Abstract
Abstract 2500
Wilms' tumor gene 1 (WT1) is a tumor suppressor gene coding for a zinc finger transcriptional factor which was found overexpressed in acute myeloid leukemias (AML). In AML WT1 functions as an oncogene rather than a tumor suppressor. This may depend on the unbalanced expression of its different isoforms derived from alternative splicing in exon 5 (EX5+/−) or the presence of KTS in exon 9 ( KTS+/KTS-). In normal hematopoietic cells the physiological ratio between KTS+/KTS- isoforms is 1:1. KTS are inserted between the third and fourth zinc fingers thus influencing the DNA binding and therefore the transcriptional activity.
The aim of the study was to investigate the possibility of an unbalanced ratio between the isoforms thus leading to the disruption of WT1 function. In addition we correlated KTS+ isoform with clinical and biological features. Methods: we analyzed KTS+/KTS- isoforms in 120 AML patients ( 102 BM samples, 18 PB), 63 chronic phase CML patients (48 BM and 15 PB). In addition we evaluated 5 samples of selected blast cells from AML patients.
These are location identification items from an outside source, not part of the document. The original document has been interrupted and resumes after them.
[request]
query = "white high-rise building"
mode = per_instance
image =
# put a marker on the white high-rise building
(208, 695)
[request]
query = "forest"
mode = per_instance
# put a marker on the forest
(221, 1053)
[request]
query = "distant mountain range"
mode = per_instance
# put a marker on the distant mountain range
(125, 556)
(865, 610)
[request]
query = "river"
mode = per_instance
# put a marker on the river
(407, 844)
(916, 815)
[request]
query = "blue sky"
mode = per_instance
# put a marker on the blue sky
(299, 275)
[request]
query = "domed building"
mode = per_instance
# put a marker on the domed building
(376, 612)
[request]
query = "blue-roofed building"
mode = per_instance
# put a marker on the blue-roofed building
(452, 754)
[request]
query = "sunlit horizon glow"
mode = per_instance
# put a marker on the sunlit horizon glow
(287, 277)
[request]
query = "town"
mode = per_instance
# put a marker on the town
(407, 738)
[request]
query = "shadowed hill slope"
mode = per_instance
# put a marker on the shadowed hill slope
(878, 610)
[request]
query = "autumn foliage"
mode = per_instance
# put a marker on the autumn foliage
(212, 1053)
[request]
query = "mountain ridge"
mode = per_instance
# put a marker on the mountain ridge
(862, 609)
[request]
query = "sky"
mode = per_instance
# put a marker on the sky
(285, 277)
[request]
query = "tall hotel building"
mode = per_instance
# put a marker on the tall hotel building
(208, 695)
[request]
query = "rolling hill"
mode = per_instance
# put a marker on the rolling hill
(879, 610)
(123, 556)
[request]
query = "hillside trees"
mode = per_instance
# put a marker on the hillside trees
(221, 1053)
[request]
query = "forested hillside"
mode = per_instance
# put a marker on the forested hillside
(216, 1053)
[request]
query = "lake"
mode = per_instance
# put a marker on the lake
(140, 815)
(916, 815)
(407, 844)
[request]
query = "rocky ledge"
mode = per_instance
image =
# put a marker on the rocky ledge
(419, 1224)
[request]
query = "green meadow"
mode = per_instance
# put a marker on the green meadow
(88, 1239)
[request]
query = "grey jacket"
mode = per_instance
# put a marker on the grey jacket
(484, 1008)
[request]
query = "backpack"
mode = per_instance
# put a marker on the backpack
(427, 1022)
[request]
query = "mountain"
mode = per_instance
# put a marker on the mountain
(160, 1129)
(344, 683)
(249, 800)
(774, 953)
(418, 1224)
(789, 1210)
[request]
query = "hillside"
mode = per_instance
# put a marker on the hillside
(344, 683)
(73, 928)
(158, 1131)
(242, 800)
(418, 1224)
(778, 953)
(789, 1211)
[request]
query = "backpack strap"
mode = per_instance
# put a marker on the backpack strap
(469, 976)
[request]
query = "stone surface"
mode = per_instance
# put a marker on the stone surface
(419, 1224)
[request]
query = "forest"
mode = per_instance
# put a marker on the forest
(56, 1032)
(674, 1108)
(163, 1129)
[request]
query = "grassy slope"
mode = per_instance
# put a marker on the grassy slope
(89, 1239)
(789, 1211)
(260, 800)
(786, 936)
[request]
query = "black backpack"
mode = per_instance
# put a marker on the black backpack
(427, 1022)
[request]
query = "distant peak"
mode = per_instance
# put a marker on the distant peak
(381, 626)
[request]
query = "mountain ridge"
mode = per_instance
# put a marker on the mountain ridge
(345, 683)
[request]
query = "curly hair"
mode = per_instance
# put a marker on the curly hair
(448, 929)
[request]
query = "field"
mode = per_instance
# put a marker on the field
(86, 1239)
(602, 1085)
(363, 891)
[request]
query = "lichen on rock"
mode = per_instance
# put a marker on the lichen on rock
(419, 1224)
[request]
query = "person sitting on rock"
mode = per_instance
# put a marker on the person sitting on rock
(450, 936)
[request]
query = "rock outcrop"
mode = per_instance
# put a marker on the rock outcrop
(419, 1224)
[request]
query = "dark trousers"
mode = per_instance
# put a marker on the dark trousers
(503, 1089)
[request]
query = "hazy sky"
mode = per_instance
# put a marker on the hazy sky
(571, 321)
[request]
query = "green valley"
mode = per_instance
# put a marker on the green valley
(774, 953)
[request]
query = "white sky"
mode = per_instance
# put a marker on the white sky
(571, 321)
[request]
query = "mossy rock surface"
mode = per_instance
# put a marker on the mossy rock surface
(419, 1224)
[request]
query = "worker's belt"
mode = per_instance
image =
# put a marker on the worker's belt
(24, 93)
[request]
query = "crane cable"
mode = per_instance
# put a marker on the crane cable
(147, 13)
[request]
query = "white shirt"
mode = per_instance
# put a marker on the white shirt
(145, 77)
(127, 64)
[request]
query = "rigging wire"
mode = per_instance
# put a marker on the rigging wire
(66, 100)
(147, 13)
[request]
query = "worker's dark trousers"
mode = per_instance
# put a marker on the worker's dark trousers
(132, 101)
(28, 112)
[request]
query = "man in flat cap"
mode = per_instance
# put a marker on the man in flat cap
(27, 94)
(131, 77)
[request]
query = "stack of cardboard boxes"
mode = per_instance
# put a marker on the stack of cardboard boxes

In a subset of 38 adult acute myeloid leukemia (AML) patients we measured all WT1 isoforms (A[EX5 -/KTS -], B[+/−], C[-/+] and D[+/+]. Quantitative PCR was used for the WT1 isoforms detection and measurement.
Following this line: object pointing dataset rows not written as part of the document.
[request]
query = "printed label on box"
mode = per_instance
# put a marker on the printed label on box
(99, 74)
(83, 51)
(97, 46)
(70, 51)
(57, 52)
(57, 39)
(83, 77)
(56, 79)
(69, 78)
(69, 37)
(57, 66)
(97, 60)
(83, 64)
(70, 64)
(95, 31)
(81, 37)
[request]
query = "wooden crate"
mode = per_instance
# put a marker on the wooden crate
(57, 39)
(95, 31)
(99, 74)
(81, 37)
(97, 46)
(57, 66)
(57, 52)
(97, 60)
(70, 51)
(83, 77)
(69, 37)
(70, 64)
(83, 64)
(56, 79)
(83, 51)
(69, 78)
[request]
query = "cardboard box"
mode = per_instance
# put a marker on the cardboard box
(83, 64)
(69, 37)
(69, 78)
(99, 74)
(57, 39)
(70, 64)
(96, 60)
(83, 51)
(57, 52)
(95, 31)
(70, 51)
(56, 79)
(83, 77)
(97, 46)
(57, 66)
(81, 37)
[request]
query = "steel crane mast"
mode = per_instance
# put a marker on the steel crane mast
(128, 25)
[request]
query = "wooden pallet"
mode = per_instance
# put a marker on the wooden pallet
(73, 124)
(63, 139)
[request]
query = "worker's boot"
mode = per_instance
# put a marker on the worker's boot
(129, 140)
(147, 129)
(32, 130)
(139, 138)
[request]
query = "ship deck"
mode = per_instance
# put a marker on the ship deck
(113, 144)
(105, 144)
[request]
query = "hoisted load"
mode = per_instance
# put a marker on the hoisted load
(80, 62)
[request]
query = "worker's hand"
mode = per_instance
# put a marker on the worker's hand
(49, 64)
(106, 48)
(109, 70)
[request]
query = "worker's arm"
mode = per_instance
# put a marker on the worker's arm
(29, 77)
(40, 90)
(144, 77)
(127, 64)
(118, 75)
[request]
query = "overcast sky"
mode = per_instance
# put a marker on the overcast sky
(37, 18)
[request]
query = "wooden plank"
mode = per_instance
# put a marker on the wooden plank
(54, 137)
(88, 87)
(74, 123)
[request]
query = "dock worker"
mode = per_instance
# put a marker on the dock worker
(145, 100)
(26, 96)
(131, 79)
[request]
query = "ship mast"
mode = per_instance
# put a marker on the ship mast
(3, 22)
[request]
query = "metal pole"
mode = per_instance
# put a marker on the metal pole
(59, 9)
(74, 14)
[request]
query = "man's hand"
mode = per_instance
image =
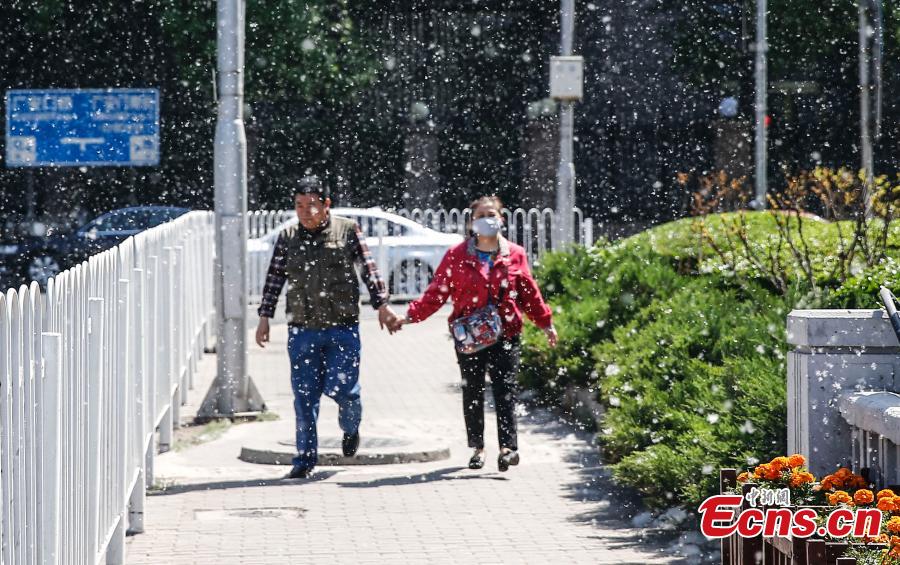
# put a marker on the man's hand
(552, 336)
(387, 318)
(262, 331)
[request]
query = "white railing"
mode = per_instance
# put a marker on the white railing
(874, 419)
(533, 229)
(261, 222)
(88, 371)
(407, 276)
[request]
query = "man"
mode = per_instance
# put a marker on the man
(317, 259)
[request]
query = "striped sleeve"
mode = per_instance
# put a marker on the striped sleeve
(377, 289)
(275, 279)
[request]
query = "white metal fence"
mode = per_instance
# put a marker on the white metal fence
(533, 229)
(406, 274)
(88, 370)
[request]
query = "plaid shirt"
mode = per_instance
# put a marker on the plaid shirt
(277, 274)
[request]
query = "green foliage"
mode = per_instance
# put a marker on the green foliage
(309, 51)
(687, 351)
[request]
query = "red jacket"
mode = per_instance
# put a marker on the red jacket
(460, 277)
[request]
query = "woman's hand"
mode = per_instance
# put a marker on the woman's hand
(552, 336)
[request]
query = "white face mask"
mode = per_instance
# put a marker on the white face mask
(488, 226)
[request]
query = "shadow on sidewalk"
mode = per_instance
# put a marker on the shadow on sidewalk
(438, 475)
(224, 485)
(605, 503)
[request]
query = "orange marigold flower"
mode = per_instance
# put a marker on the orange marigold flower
(798, 479)
(839, 497)
(886, 504)
(863, 496)
(780, 463)
(885, 492)
(893, 525)
(796, 460)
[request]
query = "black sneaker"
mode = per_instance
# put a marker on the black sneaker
(350, 444)
(299, 473)
(507, 459)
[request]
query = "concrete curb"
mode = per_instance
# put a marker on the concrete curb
(330, 459)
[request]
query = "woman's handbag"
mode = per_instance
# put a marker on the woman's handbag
(479, 329)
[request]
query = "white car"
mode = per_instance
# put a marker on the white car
(407, 253)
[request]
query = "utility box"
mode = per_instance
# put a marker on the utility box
(566, 78)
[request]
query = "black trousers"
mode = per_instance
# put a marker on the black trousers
(501, 361)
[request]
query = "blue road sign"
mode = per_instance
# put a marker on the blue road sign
(89, 127)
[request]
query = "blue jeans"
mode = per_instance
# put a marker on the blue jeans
(323, 361)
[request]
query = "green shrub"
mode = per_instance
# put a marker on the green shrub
(687, 350)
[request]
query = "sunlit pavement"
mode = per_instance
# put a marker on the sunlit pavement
(556, 506)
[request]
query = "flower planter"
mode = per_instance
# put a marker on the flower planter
(777, 550)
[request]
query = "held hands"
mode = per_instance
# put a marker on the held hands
(262, 331)
(389, 319)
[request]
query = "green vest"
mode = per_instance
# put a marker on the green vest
(323, 289)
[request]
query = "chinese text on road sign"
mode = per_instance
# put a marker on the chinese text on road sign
(112, 127)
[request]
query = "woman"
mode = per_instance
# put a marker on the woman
(488, 269)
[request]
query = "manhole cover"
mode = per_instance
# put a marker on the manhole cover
(244, 513)
(365, 442)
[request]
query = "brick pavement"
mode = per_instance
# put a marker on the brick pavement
(556, 506)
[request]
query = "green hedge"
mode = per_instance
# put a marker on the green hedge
(688, 359)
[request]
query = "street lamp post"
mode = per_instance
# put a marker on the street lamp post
(565, 184)
(762, 48)
(232, 392)
(867, 153)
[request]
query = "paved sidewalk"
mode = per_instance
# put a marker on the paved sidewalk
(556, 506)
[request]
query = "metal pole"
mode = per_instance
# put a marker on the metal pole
(565, 188)
(865, 135)
(762, 48)
(232, 391)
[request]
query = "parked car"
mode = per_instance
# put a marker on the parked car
(410, 255)
(40, 258)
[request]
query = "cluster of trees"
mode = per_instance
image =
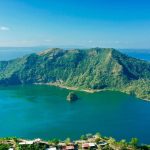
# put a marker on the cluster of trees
(87, 69)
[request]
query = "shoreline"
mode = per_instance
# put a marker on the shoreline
(70, 88)
(85, 90)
KTS+ isoform is significantly overexpressed with a ratio KTS+/KTS− 2:1 in both AML and CML patients and it is confirmed in blast cell samples. In the subgroup of patients analyzed for the expression pattern of all WT1 isoforms we detected a significant overexpression of isoform D (EX5+/KTS+) (median value 821) while the isoform A (EX5−/KTS−) is the less represented ( median value 303). In this subgroup the expression of KTS+ isoforms (B+D) is higher than KTS- ( A+C) with a median value of 642 compared to 421. The ratio of WT1 isoforms was not significantly different among FAB subgroups or according to cytogenetic risk, FLT3 (fms-like tyrosine kinase receptor-3) internal tandem duplication or exon 17 mutation, NPM (nucleophosmin) gene mutations and BAALC (brain and acute leukemia, cytoplasmic) gene expression.
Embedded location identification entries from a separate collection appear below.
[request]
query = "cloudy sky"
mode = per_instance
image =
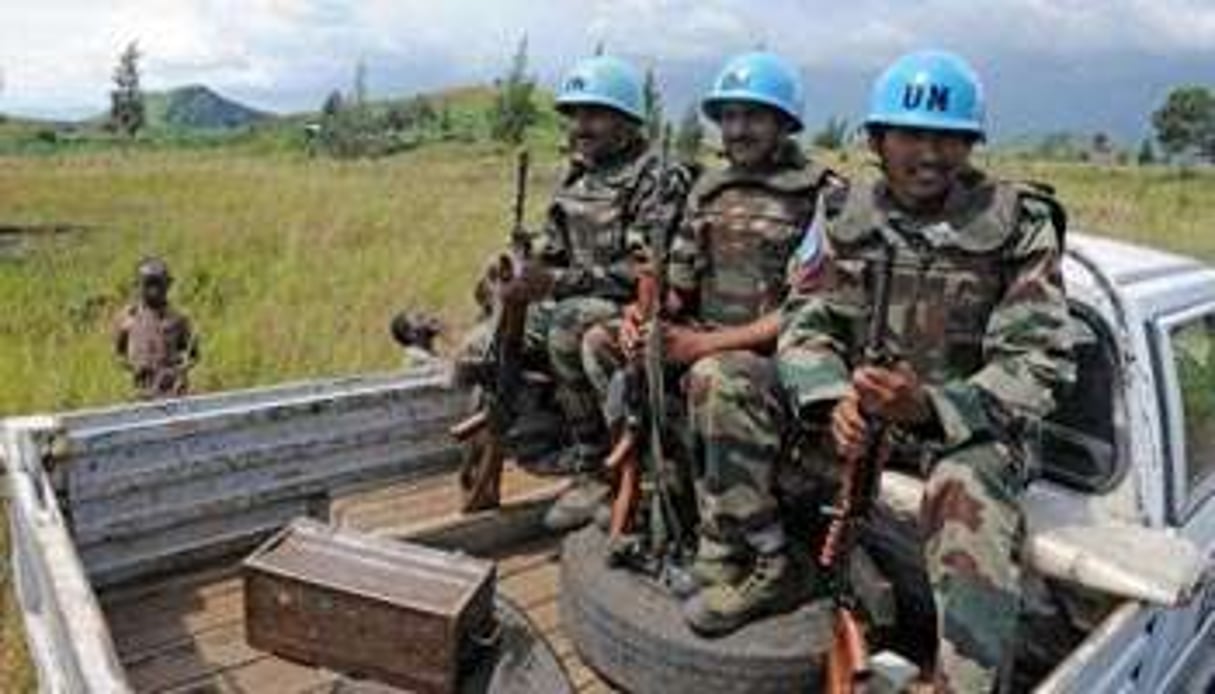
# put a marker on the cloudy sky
(1085, 65)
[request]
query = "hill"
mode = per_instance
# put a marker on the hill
(198, 107)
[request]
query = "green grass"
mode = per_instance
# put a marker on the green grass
(290, 267)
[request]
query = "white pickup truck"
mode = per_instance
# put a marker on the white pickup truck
(125, 520)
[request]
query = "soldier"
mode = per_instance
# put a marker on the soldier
(416, 334)
(153, 340)
(978, 344)
(727, 276)
(585, 272)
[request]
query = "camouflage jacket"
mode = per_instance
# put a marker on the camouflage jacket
(598, 219)
(729, 255)
(977, 305)
(157, 347)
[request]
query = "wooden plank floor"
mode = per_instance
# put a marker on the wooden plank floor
(186, 633)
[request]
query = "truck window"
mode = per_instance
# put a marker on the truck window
(1075, 445)
(1193, 355)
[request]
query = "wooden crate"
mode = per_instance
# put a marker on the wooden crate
(368, 607)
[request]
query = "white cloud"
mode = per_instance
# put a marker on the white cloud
(57, 55)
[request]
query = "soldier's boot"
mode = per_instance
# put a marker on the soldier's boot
(716, 564)
(577, 506)
(722, 608)
(591, 490)
(773, 585)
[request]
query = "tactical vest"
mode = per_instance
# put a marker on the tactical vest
(746, 227)
(949, 274)
(594, 209)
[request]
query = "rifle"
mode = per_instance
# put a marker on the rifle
(485, 429)
(644, 399)
(848, 659)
Although WT1 is overexpressed in AML and CML patients it lacks its typical tumor suppressor function. In this study we have demonstrated the overexpression of WT1 KTS+ isoforms. In addition we have previously demonstrated that KTS+ isoform does not have transcriptional activity since it is mainly localized within the cytoplasm. In conclusion, WT1 is overexpressed in AML but the unbalanced ratio between the isoforms may probably influence the transcriptional activity. Any possible correlation between the unbalanced ratio of WT1 isoforms and clinical outcome requires further prospective studies to be established.
No relevant conflicts of interest to declare.
Author notes
Asterisk with author names denotes non-ASH members.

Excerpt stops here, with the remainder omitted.